If they had a fight who would win? What is the difference?
The Tortoise moves it’s rod, which is almost straight, back and forth through an enlarged hole under the center of the turnout. The SwitchMaster, aka TorqueMaster, is a motor that requires the actuating rod to be bent into an L shape at the top and bottom, and be fed up through the layout inside brass tubing, and is more difficult to install than a Tortoise.
Someone posted pictures of the innards of a Tortoise recently. The SwitchMaster is a gear-reduction, low voltage motor that appears to have been purchased as military surplus where it might have originally been designed to be used on aircraft as a servo motor.
Tortoise is easier to mount (see my post on "tortoise fool proof mount above) and it has two auxiliary contacts. To route power through my electrically dead frogs w/ a Switchmaster requires the use of a micro switch. When power to the Switchmaster is cut , the spring on the micro switch moves the points (of the micro switch) out of contact. When power is restored to the Switchmaster it can’t overcome the micro switch spring (it only works when it can build up momentum from the opposite position).
The result is, unless I remember to reverse polarity on all of the Switchmasters (for which purpose I’ve installed a special DPDT switch on my control panels) I’ll eventually run something into a switch for which the frog polarity doesn’t match the track polarity.
Short answer…I’ve stopped using Switchmasters in favor of Tortoises and am (slowly) in the process of replacing the Switchmasters I’ve already installed.
If, after reading the above, you still want to go w/ Swichmasters I can make you a real good deal on some.

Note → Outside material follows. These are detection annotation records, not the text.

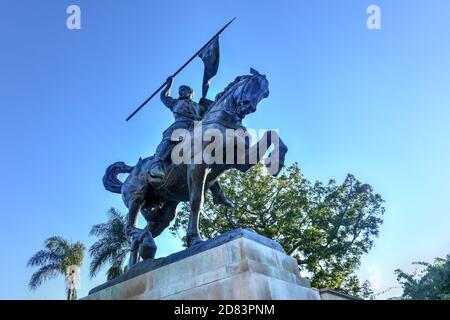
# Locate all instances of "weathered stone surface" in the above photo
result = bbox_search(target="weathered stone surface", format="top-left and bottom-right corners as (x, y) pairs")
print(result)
(84, 229), (320, 300)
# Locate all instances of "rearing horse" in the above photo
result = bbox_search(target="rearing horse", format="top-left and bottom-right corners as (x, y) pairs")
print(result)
(103, 69), (287, 262)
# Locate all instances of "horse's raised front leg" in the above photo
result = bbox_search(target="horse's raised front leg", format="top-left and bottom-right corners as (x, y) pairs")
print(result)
(186, 164), (207, 247)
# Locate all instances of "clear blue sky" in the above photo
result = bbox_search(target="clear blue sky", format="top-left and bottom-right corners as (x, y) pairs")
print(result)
(0, 0), (450, 299)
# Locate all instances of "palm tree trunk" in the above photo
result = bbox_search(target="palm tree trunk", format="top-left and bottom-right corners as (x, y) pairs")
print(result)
(67, 289), (77, 300)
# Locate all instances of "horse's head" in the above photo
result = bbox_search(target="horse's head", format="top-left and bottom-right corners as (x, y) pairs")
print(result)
(214, 68), (269, 120)
(233, 68), (269, 119)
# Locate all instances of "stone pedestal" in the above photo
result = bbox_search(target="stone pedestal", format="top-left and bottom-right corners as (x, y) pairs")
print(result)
(84, 229), (321, 300)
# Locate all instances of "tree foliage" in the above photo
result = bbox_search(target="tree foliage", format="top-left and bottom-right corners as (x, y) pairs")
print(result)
(89, 208), (130, 280)
(171, 164), (384, 296)
(27, 236), (85, 290)
(395, 254), (450, 300)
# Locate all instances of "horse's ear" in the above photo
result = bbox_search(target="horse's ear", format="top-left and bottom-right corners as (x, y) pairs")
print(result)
(250, 68), (266, 78)
(250, 68), (260, 76)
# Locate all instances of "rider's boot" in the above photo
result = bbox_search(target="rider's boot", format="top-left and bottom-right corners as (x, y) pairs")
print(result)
(213, 191), (234, 209)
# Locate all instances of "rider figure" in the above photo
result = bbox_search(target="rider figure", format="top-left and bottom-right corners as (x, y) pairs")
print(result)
(150, 77), (206, 178)
(150, 77), (234, 207)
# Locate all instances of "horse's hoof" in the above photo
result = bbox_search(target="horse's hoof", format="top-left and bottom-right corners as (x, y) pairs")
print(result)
(139, 242), (157, 260)
(188, 236), (205, 247)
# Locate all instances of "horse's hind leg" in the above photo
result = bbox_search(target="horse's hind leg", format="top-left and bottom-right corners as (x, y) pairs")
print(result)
(186, 164), (207, 246)
(148, 201), (178, 238)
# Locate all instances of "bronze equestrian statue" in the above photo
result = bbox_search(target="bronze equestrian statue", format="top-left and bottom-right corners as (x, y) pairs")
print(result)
(103, 69), (287, 265)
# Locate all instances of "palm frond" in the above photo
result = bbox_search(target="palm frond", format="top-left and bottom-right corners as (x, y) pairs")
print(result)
(27, 250), (63, 267)
(45, 236), (70, 255)
(28, 263), (61, 290)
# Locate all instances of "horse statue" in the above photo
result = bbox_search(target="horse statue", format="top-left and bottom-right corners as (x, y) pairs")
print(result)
(103, 69), (287, 266)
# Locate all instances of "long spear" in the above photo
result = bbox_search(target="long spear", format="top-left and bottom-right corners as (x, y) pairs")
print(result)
(127, 17), (236, 121)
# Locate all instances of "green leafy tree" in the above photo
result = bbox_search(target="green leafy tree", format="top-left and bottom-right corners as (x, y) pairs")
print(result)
(171, 164), (384, 297)
(27, 236), (85, 300)
(395, 254), (450, 300)
(89, 208), (130, 280)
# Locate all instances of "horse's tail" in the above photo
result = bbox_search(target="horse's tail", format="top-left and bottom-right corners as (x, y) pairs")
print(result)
(103, 162), (134, 194)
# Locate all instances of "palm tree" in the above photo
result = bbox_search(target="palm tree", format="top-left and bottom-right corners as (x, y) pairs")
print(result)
(27, 236), (85, 300)
(89, 208), (130, 280)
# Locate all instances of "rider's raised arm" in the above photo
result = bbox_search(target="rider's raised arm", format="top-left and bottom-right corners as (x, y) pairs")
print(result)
(161, 77), (177, 110)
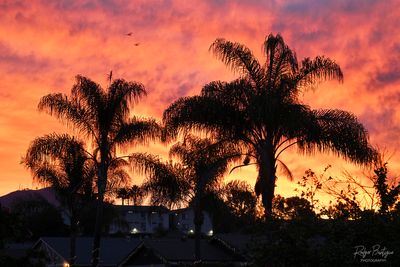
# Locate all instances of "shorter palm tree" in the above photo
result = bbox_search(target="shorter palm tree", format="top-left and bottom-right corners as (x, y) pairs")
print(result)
(22, 134), (96, 266)
(130, 135), (241, 261)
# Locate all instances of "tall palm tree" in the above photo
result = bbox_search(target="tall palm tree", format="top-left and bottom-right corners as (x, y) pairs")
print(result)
(22, 134), (95, 266)
(116, 187), (129, 206)
(163, 34), (376, 218)
(38, 75), (160, 267)
(130, 135), (241, 261)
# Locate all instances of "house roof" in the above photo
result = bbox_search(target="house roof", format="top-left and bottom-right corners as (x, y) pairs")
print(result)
(35, 237), (142, 266)
(144, 238), (245, 262)
(214, 233), (252, 253)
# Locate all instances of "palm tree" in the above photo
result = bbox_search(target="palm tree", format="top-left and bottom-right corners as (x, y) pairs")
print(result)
(22, 134), (95, 266)
(131, 135), (241, 262)
(116, 187), (129, 206)
(38, 75), (160, 267)
(128, 185), (144, 206)
(163, 34), (376, 218)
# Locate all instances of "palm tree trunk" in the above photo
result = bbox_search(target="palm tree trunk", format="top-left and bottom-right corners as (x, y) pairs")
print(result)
(193, 190), (204, 266)
(92, 164), (107, 267)
(258, 146), (276, 221)
(69, 215), (77, 267)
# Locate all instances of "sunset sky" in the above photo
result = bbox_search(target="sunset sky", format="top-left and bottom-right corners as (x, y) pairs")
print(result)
(0, 0), (400, 201)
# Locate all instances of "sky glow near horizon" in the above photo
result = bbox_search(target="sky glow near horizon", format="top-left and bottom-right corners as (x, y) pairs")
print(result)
(0, 0), (400, 203)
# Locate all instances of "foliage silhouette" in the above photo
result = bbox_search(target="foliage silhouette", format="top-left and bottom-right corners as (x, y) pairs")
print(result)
(130, 135), (241, 261)
(38, 75), (160, 267)
(163, 34), (376, 218)
(23, 134), (95, 266)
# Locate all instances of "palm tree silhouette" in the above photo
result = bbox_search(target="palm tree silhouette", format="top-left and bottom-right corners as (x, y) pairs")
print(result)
(22, 134), (95, 266)
(38, 75), (160, 267)
(163, 34), (376, 218)
(130, 135), (241, 262)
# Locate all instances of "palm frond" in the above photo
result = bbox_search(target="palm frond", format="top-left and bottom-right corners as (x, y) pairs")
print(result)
(112, 117), (162, 147)
(23, 133), (87, 166)
(295, 56), (343, 87)
(107, 79), (147, 120)
(130, 153), (193, 207)
(210, 39), (263, 84)
(163, 96), (246, 139)
(277, 159), (293, 182)
(263, 34), (298, 89)
(298, 109), (377, 164)
(71, 75), (106, 118)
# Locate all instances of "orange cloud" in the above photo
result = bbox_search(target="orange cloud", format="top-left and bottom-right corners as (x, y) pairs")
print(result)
(0, 0), (400, 201)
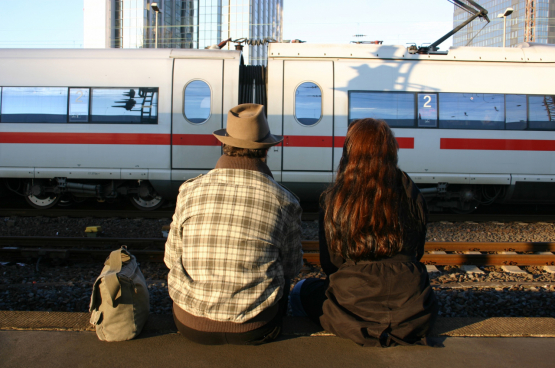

I’ve seen a couple others too, besides Switchmaster, and every single one of them looks harder to install than a Tortoise, especially if you use a foam base like I do, instead of wood. Plus the Tortoise is the only one that has the contacts already for signalling and powering the frog. The others require you to also buy a microswitch or two, and mount that somehow that it gets pressed by the moving rod. So these other guys who claim to be cheaper than the Tortoise - maybe if you need to contacts. Add in the price of the microswitches and see where you stand. Tortoise is still the best. Priced high - because they are made int he USA. They’d be a fraction of the price if made elsewhere, but Circuitron is thus far resisting that temptation.